It took me exactly thirty minutes to shit, shower and shave before I ended up in a neighborhood that wasn't too far from my apartment. My first thought was that it would make walking home easier, after I no doubt was forced to be _social_ with Travis. I had walked up to the door, nodded at Benny – our designated lookout – and walked inside. There were a lot of things that happened after that, the details are definitely fuzzy but, I do remember taking a lot of pills, smoking a lot of weed (and God knows what else), and drinking my stupid face off. It's a fucking miracle I didn't end up with alcohol poisoning – or worse.

I shake my head and pull myself out of the play-by-play. At least I hadn't taken a big enough cocktail that it had erased my memory.

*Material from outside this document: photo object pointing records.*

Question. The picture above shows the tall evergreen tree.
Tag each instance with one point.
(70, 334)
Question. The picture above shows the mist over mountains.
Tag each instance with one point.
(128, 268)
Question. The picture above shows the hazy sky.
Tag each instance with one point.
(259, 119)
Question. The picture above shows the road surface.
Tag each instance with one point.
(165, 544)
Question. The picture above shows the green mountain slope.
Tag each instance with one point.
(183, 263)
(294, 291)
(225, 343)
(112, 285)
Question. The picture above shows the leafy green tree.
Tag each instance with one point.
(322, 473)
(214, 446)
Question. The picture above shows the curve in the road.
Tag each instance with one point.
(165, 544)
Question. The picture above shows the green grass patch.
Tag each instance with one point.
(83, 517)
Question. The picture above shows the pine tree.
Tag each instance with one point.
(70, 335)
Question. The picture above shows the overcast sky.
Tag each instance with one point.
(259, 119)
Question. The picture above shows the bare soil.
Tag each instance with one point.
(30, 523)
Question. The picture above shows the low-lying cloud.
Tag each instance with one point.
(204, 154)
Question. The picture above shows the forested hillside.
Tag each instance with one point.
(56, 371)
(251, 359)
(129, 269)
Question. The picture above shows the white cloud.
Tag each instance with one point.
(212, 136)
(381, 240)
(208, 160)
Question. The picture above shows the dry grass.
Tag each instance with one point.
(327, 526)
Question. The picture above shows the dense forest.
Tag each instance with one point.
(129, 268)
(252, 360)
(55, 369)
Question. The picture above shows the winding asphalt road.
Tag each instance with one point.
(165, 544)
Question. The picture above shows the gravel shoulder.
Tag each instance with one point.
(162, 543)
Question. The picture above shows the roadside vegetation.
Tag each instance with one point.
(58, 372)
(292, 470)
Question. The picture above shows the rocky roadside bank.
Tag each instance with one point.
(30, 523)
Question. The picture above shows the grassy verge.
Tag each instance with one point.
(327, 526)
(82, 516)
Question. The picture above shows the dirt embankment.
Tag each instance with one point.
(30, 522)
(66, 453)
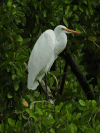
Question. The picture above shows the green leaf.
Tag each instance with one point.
(81, 9)
(18, 38)
(58, 108)
(82, 107)
(75, 7)
(90, 130)
(82, 102)
(9, 3)
(52, 130)
(23, 21)
(67, 1)
(91, 38)
(65, 21)
(16, 86)
(9, 95)
(25, 41)
(67, 10)
(48, 121)
(73, 128)
(90, 7)
(78, 116)
(20, 14)
(11, 122)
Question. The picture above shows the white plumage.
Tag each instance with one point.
(44, 53)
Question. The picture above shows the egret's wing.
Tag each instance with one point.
(39, 58)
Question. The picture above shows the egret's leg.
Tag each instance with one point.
(46, 86)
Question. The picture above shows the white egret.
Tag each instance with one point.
(49, 45)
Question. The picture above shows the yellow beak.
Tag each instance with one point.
(72, 31)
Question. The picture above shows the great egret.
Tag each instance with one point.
(49, 45)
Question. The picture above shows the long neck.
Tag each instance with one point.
(61, 41)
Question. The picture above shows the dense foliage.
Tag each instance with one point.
(21, 23)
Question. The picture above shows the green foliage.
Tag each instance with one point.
(21, 23)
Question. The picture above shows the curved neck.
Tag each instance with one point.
(60, 43)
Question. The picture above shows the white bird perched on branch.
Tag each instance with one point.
(49, 45)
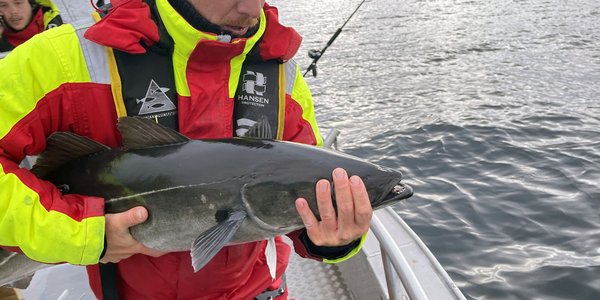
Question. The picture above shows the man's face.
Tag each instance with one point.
(16, 13)
(234, 16)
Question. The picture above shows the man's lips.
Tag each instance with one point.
(236, 30)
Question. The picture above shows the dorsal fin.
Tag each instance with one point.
(260, 130)
(62, 147)
(140, 133)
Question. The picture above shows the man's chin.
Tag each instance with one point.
(236, 31)
(240, 31)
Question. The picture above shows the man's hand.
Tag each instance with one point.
(120, 243)
(353, 211)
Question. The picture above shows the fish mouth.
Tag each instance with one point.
(397, 191)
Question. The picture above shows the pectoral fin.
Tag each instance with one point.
(271, 255)
(206, 246)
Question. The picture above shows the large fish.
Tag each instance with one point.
(202, 195)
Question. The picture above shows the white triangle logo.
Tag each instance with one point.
(156, 100)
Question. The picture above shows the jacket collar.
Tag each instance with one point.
(129, 27)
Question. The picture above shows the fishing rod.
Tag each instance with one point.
(316, 54)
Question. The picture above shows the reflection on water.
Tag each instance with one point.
(490, 108)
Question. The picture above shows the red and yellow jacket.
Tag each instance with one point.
(60, 81)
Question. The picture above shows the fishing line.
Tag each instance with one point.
(316, 54)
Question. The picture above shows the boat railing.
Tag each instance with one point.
(410, 270)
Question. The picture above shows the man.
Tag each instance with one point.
(22, 19)
(210, 69)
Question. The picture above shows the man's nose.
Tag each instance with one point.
(251, 8)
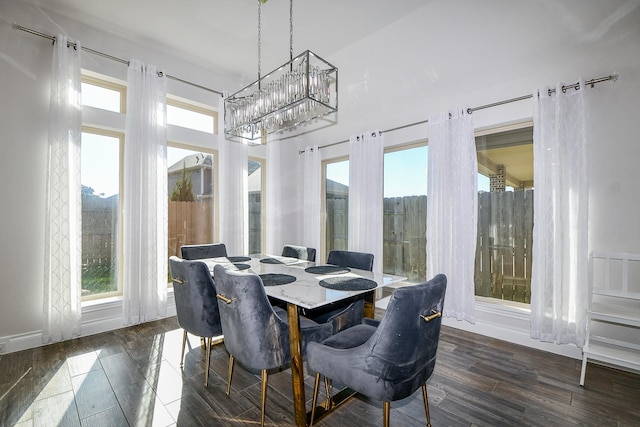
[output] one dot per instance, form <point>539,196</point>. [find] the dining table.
<point>306,285</point>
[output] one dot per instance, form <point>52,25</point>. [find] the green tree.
<point>183,190</point>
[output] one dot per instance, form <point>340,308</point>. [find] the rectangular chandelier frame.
<point>299,91</point>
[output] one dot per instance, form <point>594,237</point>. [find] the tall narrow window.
<point>405,213</point>
<point>505,215</point>
<point>103,94</point>
<point>190,178</point>
<point>336,205</point>
<point>100,177</point>
<point>191,116</point>
<point>256,181</point>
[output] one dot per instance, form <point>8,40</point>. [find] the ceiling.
<point>221,35</point>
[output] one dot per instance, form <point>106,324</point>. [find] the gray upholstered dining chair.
<point>208,250</point>
<point>301,252</point>
<point>390,359</point>
<point>196,304</point>
<point>344,314</point>
<point>255,333</point>
<point>359,260</point>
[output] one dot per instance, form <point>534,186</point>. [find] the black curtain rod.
<point>113,58</point>
<point>576,86</point>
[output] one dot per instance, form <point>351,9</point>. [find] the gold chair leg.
<point>184,343</point>
<point>386,409</point>
<point>426,404</point>
<point>229,374</point>
<point>207,355</point>
<point>265,377</point>
<point>328,388</point>
<point>316,385</point>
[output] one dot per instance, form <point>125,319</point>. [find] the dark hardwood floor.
<point>132,377</point>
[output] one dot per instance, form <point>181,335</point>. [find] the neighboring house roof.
<point>193,161</point>
<point>336,188</point>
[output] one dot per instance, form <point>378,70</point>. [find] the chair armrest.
<point>370,322</point>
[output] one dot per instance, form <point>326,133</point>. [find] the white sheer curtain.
<point>234,195</point>
<point>452,199</point>
<point>561,204</point>
<point>312,199</point>
<point>63,228</point>
<point>273,200</point>
<point>366,157</point>
<point>145,198</point>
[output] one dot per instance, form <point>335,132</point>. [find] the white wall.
<point>468,53</point>
<point>25,67</point>
<point>446,54</point>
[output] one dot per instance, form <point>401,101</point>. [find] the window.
<point>100,93</point>
<point>505,215</point>
<point>405,212</point>
<point>100,178</point>
<point>256,206</point>
<point>336,201</point>
<point>191,116</point>
<point>190,179</point>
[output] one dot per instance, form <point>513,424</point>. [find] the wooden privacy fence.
<point>503,249</point>
<point>189,223</point>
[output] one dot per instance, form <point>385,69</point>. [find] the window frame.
<point>105,82</point>
<point>120,136</point>
<point>196,107</point>
<point>263,204</point>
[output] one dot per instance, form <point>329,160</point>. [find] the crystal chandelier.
<point>303,89</point>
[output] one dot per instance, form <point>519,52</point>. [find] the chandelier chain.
<point>259,38</point>
<point>291,30</point>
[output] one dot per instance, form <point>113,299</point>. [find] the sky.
<point>405,171</point>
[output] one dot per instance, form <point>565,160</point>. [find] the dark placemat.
<point>271,261</point>
<point>327,269</point>
<point>272,279</point>
<point>348,283</point>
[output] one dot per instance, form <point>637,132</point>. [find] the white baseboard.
<point>97,317</point>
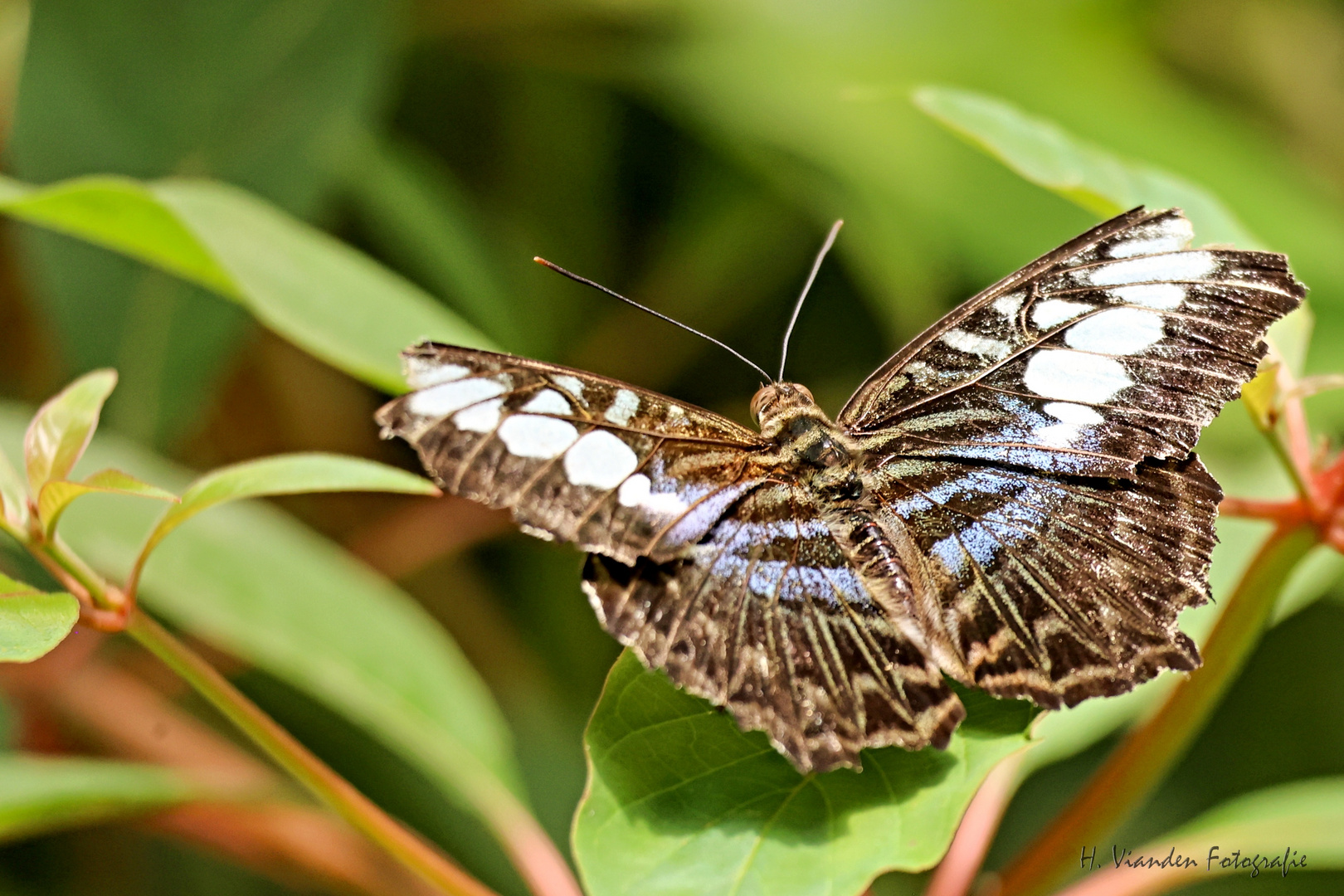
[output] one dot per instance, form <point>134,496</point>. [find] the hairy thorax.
<point>827,461</point>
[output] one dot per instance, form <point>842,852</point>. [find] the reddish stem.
<point>958,868</point>
<point>1281,512</point>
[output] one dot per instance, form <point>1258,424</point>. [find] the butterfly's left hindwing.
<point>1011,500</point>
<point>771,618</point>
<point>709,558</point>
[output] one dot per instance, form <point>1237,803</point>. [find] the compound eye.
<point>758,403</point>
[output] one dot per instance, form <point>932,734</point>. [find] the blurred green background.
<point>689,153</point>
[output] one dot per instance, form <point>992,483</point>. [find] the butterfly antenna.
<point>797,306</point>
<point>650,310</point>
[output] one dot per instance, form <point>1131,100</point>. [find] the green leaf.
<point>284,475</point>
<point>14,494</point>
<point>251,581</point>
<point>1250,835</point>
<point>422,219</point>
<point>680,801</point>
<point>268,95</point>
<point>62,427</point>
<point>32,622</point>
<point>1090,176</point>
<point>1291,338</point>
<point>307,286</point>
<point>39,796</point>
<point>56,496</point>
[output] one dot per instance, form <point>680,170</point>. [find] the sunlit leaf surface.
<point>56,497</point>
<point>1096,179</point>
<point>307,286</point>
<point>258,585</point>
<point>43,794</point>
<point>62,427</point>
<point>32,621</point>
<point>682,802</point>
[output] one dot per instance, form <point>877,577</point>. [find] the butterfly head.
<point>776,403</point>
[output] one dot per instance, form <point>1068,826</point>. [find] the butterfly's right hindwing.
<point>574,457</point>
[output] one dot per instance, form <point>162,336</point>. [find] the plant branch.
<point>311,772</point>
<point>528,846</point>
<point>1149,752</point>
<point>960,865</point>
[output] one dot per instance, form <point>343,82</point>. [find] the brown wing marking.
<point>576,457</point>
<point>769,618</point>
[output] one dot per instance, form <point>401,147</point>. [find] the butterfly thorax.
<point>810,441</point>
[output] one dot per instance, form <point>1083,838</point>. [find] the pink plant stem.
<point>958,868</point>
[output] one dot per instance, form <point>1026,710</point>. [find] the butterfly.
<point>1011,501</point>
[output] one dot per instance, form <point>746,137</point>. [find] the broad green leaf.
<point>258,585</point>
<point>56,496</point>
<point>261,93</point>
<point>32,622</point>
<point>1298,825</point>
<point>14,494</point>
<point>307,286</point>
<point>1098,180</point>
<point>43,794</point>
<point>422,219</point>
<point>284,475</point>
<point>680,801</point>
<point>62,427</point>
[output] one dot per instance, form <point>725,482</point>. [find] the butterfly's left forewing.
<point>572,455</point>
<point>709,558</point>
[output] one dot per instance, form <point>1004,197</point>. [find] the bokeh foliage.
<point>686,152</point>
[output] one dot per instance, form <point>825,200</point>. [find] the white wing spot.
<point>1152,268</point>
<point>1010,304</point>
<point>636,492</point>
<point>422,373</point>
<point>1075,377</point>
<point>1057,310</point>
<point>1170,236</point>
<point>539,437</point>
<point>1058,434</point>
<point>1163,297</point>
<point>600,460</point>
<point>480,418</point>
<point>624,406</point>
<point>1118,331</point>
<point>1079,414</point>
<point>548,402</point>
<point>572,384</point>
<point>972,344</point>
<point>446,398</point>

My only question was, did it erase Elena's?

 _Travis had handed me a beer after we did a few lines in the bathroom, "There's someone I want you to meet bro." He smiled a coked out smile at me, and it should have creeped me out, but I was flying and nothing could wreck my solid mood._

 _I smiled right back (probably looked as coked out as he did) and I told him to take me to this chick. That earned me a punch in my right arm. "Don't call her that man. Look, can I be honest with you?" He looks paranoid as he says those words._

" _Sure Trav, what's up?" Even considering my current state at the time, I could tell he was going to lay some hard core deep shit on me._

" _You're like a brother to me, you know that, right?" He looks scared. I've seen Travis go through a lot of emotions, but I had never seen him scared. I fought the bad trip that was beginning to barrel towards me like an unattended freight train._

" _Yeah man," I swallowed. "I know. You saved me, took me off the streets and gave me a family." I clap him on the back._

" _Good. I want you to know that I trust you with my life, Chris." He looks me dead in the eyes and for the first time I wonder if there's something deeper going on here._ Is he in trouble with the Cartels? His suppliers? What?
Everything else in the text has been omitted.